A Tourism Authority of Thailand survey, conducted between January 10 – 12, indicates that more than a third of the country’s tourism-related businesses has already shut up shop and gone out of business. But industry players estimate the number is much higher. In regions almost solely relying on tourism for an income – Phuket, Pattaya, Koh Samui, Gulf and Andaman islands and touristy areas around Bangkok – up to 90% of the front-line tourism businesses have closed.

1,884 tourism businesses in Thailand were surveyed by the TAT about their current situations and how they were coping with the long-term closure of the Thai borders and the local restrictions on travel. Businesses covered areas like accommodation, travel agents, tour companies, restaurants, car and bike rentals and public transport businesses.

34.7% said they had already shut down or gone out of business.

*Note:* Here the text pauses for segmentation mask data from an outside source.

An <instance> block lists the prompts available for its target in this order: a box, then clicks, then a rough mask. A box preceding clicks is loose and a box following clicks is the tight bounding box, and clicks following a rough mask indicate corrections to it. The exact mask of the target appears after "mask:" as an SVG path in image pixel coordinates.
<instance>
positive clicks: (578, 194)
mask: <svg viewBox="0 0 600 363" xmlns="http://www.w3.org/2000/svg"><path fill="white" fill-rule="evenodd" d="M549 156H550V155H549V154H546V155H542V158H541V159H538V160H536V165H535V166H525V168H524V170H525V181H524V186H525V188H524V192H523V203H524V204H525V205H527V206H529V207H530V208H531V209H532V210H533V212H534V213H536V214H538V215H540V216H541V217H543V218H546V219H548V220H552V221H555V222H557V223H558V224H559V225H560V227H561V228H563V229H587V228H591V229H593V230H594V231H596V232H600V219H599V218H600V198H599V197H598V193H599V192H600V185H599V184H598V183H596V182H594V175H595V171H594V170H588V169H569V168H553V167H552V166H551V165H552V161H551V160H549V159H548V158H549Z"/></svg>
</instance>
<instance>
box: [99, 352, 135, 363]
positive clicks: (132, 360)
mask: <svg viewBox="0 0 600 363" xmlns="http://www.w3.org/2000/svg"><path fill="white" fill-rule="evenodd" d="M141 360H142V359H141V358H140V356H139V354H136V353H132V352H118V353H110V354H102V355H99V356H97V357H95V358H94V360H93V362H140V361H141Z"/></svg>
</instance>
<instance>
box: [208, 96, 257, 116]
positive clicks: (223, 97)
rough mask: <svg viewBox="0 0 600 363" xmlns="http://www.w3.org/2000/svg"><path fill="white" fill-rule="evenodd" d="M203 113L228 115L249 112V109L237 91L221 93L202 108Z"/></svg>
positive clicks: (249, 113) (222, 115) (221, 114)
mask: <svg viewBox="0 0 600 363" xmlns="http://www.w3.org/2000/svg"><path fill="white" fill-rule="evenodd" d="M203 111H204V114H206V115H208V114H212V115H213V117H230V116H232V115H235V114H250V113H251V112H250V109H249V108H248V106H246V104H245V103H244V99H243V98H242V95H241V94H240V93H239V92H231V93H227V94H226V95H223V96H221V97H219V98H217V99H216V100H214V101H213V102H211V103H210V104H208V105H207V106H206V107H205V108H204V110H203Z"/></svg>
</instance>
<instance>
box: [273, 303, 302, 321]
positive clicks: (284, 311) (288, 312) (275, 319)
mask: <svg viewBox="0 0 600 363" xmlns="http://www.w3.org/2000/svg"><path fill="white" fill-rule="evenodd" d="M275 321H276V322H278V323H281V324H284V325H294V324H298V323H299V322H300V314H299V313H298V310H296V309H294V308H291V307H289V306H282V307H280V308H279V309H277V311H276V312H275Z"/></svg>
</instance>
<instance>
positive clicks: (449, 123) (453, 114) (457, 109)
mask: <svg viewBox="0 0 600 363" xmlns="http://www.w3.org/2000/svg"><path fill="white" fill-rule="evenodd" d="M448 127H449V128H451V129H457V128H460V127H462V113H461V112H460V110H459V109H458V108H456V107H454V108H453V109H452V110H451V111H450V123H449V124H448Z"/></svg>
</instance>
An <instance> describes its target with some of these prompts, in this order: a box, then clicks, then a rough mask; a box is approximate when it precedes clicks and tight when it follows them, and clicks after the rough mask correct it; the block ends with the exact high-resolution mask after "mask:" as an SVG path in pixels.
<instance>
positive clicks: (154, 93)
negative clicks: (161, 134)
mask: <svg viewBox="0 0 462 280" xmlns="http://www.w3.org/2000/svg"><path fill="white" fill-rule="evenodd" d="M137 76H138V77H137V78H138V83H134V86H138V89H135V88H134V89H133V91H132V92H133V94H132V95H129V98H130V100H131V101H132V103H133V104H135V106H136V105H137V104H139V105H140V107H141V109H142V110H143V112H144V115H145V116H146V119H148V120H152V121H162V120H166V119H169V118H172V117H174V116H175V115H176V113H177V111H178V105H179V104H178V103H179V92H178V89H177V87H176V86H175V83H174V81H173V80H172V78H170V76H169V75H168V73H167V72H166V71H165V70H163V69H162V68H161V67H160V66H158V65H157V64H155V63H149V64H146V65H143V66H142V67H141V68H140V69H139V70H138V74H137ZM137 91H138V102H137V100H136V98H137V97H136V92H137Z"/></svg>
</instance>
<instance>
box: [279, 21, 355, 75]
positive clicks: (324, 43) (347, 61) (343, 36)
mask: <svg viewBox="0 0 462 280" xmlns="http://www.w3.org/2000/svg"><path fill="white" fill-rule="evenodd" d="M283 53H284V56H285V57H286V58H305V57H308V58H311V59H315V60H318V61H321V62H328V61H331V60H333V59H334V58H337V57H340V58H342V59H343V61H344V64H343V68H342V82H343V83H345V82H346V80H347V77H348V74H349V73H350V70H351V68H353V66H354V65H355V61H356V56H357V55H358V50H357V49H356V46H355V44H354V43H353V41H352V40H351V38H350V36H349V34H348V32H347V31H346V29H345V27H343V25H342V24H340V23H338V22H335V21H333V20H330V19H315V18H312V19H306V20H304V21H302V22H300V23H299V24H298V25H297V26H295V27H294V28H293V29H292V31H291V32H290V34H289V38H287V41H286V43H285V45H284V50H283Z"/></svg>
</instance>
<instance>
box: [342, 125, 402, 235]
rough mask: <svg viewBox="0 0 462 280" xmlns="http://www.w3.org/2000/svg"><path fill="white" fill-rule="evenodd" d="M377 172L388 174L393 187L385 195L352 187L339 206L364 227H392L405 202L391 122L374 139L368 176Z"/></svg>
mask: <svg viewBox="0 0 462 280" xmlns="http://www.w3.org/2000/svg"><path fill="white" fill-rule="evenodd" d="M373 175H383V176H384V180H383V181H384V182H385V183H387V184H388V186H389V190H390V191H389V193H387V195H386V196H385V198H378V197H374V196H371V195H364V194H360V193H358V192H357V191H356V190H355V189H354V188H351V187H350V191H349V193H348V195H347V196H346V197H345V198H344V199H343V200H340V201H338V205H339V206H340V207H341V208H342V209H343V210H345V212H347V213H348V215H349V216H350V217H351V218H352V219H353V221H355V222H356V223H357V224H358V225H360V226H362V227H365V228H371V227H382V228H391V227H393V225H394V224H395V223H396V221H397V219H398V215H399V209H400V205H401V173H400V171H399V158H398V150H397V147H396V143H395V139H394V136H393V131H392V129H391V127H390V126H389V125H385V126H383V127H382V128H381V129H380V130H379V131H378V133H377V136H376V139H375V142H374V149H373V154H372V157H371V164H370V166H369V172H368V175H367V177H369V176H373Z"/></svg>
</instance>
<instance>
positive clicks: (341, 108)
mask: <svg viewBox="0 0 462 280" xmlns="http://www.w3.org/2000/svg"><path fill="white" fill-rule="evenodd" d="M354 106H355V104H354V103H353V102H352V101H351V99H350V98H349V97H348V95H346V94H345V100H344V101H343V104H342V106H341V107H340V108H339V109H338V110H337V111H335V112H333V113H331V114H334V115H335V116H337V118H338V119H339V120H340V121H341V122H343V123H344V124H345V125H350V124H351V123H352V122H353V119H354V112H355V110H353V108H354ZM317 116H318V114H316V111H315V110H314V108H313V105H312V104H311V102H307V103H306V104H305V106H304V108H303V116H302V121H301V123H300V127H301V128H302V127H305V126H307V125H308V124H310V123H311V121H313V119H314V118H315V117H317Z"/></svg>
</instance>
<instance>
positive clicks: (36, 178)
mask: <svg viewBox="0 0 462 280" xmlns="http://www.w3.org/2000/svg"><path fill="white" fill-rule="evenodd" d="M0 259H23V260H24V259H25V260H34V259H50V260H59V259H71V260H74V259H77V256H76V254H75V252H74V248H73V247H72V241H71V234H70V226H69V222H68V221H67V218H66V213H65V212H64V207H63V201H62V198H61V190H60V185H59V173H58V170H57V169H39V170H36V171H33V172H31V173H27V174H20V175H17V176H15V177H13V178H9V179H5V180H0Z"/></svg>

That the TAT admit that more than a third of their front-line organisations have gone to the wall already is a big turn-around from the perennially optimistic tone and often cringe-worthy predictions. The TAT and the Thai Minister of Tourism and ports are now staring down the barrel of an industry, not only diminished, but changed forever after decades of stunning growth.

But speaking to several major tourism players during the week The Thaiger heard a much bleaker prediction from both foreign and Thai-owned tourism related businesses. One long-term hotel manager in the south, who is responsible for 11 hotels in Phuket, Krabi and Khao Lak, says they’ve had to lay off almost all of their staff after “hanging in” over the past 9 months.

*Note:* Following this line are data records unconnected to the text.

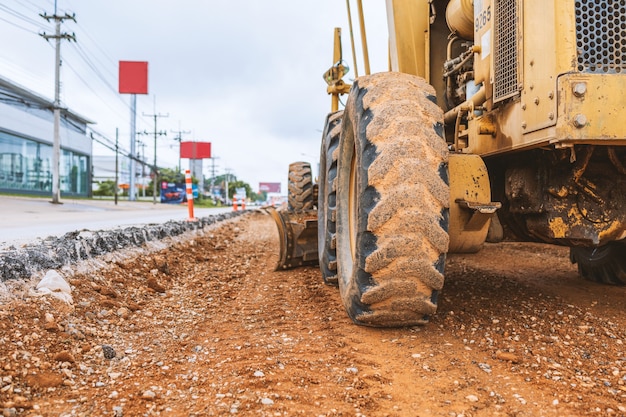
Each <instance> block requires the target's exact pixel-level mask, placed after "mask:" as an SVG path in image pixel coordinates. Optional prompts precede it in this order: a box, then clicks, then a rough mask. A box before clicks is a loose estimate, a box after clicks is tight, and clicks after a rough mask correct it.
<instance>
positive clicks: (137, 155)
mask: <svg viewBox="0 0 626 417" xmlns="http://www.w3.org/2000/svg"><path fill="white" fill-rule="evenodd" d="M137 146H139V147H140V148H141V161H142V163H141V189H142V196H143V197H145V196H146V184H145V178H146V146H148V145H146V144H145V143H143V142H142V141H140V140H138V141H137ZM137 157H139V154H137Z"/></svg>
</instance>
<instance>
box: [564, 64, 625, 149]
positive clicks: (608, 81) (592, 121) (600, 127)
mask: <svg viewBox="0 0 626 417" xmlns="http://www.w3.org/2000/svg"><path fill="white" fill-rule="evenodd" d="M625 85H626V74H567V75H563V76H561V77H560V78H559V80H558V88H559V91H560V93H561V97H560V98H559V121H558V125H557V135H558V137H559V139H560V141H561V142H564V143H566V142H576V143H609V142H611V143H615V141H621V142H623V141H624V140H626V123H624V120H622V119H621V118H622V117H623V114H624V109H625V108H626V95H624V94H623V93H621V92H622V91H623V90H624V86H625Z"/></svg>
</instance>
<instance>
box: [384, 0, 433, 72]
mask: <svg viewBox="0 0 626 417" xmlns="http://www.w3.org/2000/svg"><path fill="white" fill-rule="evenodd" d="M429 13H430V5H429V1H428V0H387V20H388V26H389V52H390V60H391V70H392V71H399V72H404V73H407V74H413V75H419V76H420V77H424V78H426V79H427V80H428V78H429V74H428V71H427V68H428V67H427V64H428V60H427V54H428V47H427V45H428V42H427V40H428V29H429V20H428V19H429Z"/></svg>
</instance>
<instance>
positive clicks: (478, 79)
mask: <svg viewBox="0 0 626 417" xmlns="http://www.w3.org/2000/svg"><path fill="white" fill-rule="evenodd" d="M474 21H477V22H481V24H480V25H478V26H476V27H474V31H475V34H474V45H477V46H479V47H480V50H479V52H477V53H475V54H474V82H475V83H476V84H480V83H485V84H489V85H490V84H492V83H493V81H492V80H491V63H492V62H493V1H492V0H475V1H474ZM488 91H491V88H489V89H488ZM490 96H491V95H488V97H490Z"/></svg>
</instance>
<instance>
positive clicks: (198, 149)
mask: <svg viewBox="0 0 626 417" xmlns="http://www.w3.org/2000/svg"><path fill="white" fill-rule="evenodd" d="M180 157H181V158H189V159H206V158H210V157H211V142H181V143H180Z"/></svg>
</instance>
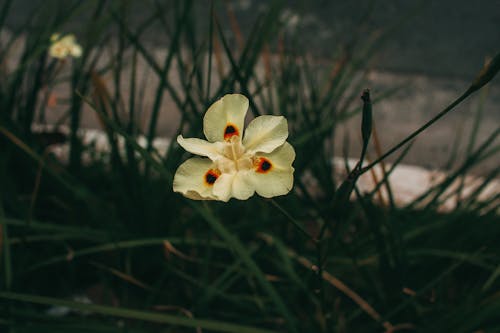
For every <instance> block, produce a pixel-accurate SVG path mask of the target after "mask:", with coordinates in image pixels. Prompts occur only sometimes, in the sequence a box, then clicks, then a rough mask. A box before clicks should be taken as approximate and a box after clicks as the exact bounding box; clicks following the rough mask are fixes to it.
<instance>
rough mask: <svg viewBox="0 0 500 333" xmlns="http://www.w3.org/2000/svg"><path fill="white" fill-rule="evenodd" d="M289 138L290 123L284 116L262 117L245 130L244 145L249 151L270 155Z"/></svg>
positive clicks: (258, 118)
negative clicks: (270, 152) (289, 124)
mask: <svg viewBox="0 0 500 333" xmlns="http://www.w3.org/2000/svg"><path fill="white" fill-rule="evenodd" d="M287 137H288V122H287V120H286V119H285V117H282V116H260V117H257V118H255V119H254V120H252V121H251V122H250V124H249V125H248V127H247V129H246V130H245V136H244V138H243V145H244V146H245V148H246V149H247V151H252V152H263V153H270V152H272V151H273V150H274V149H276V148H278V147H279V146H281V145H282V144H283V143H284V142H285V141H286V138H287Z"/></svg>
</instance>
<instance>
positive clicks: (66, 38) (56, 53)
mask: <svg viewBox="0 0 500 333" xmlns="http://www.w3.org/2000/svg"><path fill="white" fill-rule="evenodd" d="M50 41H51V43H52V44H51V45H50V48H49V54H50V56H52V57H54V58H58V59H64V58H66V57H68V56H72V57H75V58H78V57H80V56H81V55H82V47H81V46H80V45H79V44H78V43H77V42H76V38H75V35H73V34H69V35H66V36H63V37H61V35H60V34H58V33H55V34H52V36H50Z"/></svg>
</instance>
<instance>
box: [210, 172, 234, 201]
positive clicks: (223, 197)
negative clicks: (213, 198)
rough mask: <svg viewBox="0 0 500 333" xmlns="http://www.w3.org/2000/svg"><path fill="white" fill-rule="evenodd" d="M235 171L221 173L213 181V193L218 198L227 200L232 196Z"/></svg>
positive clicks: (219, 199) (224, 200) (226, 200)
mask: <svg viewBox="0 0 500 333" xmlns="http://www.w3.org/2000/svg"><path fill="white" fill-rule="evenodd" d="M235 175H236V173H234V172H233V173H223V174H221V175H220V176H219V178H217V180H216V181H215V183H214V189H213V194H214V195H215V196H216V197H217V199H218V200H221V201H224V202H228V201H229V199H231V196H232V192H233V191H232V189H233V180H234V177H235Z"/></svg>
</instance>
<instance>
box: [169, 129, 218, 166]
mask: <svg viewBox="0 0 500 333" xmlns="http://www.w3.org/2000/svg"><path fill="white" fill-rule="evenodd" d="M177 143H179V145H180V146H181V147H182V148H184V149H185V150H186V151H188V152H190V153H191V154H195V155H200V156H206V157H208V158H210V159H211V160H212V161H215V160H216V159H217V157H219V156H220V154H221V153H220V149H221V147H220V145H219V144H218V143H217V142H215V143H212V142H208V141H206V140H202V139H196V138H189V139H184V137H183V136H182V135H179V136H178V137H177Z"/></svg>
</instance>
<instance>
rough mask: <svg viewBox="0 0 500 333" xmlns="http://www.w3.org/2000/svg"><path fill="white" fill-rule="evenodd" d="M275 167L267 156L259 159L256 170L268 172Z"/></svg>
mask: <svg viewBox="0 0 500 333" xmlns="http://www.w3.org/2000/svg"><path fill="white" fill-rule="evenodd" d="M272 168H273V164H272V163H271V161H269V160H268V159H267V158H265V157H261V158H259V159H258V160H257V163H256V168H255V171H257V172H258V173H268V172H269V171H271V170H272Z"/></svg>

“We can no longer keep even a small number of rooms open without any hope of the borders opening up in the next few months. We’re finished. And even when they do start allowing tourists back into the country it would take us up to 6 months to get staff and maintenance ready again.”

“I would say that 90% of tourism-related businesses are gone. And gone forever. A lot were small family businesses who had taken the punt and invested their savings into the booming tourism business down here. They’ll never return.”

“When the tourists start coming back it will be a very different holiday experience for them. Will it ever get back to the numbers before Covid? Never. People will be looking for something different as the world travel industry reinvents itself.”

Last week Thailand’s Tourism and Sports Minister claimed that 10 million tourists would start arriving in Thailand from the middle of this year for the rest of 2021. Just 3 months ago he also predicted that domestic tourists would undertake some 10 million trips a month during the forthcoming high season (December to February).

In 2019 nearly 40 million overseas tourists arrived in Thailand. In the second half of 2019 there were just over 20 million tourists, twice the amount the Minister predicts will arrive from July to December this year.

This week’s prediction was that tourists, foreign and local, would be spending 1.2 Trillion baht on the battered tourist industry during 2021. The Minister failed to provide details about where these tourists would come from or where they would visit during their stays – stays that still have to begin with a 14 day mandatory quarantine.

The break out of a cluster of infections in the Samut Sakhon province, just south west of Bangkok, and now spread to the majority of other Thai provinces, on December 20, forced the government to restrict inter provincial travel. The not-quite-a-lockdown that followed severely dampened the travel plans of locals and foreigners inside Thailand over the traditional December/January holiday season. This week the Bangkok Metropolitan Authority loosened some of the earlier restrictions and allowed some formerly closed businesses to re-open.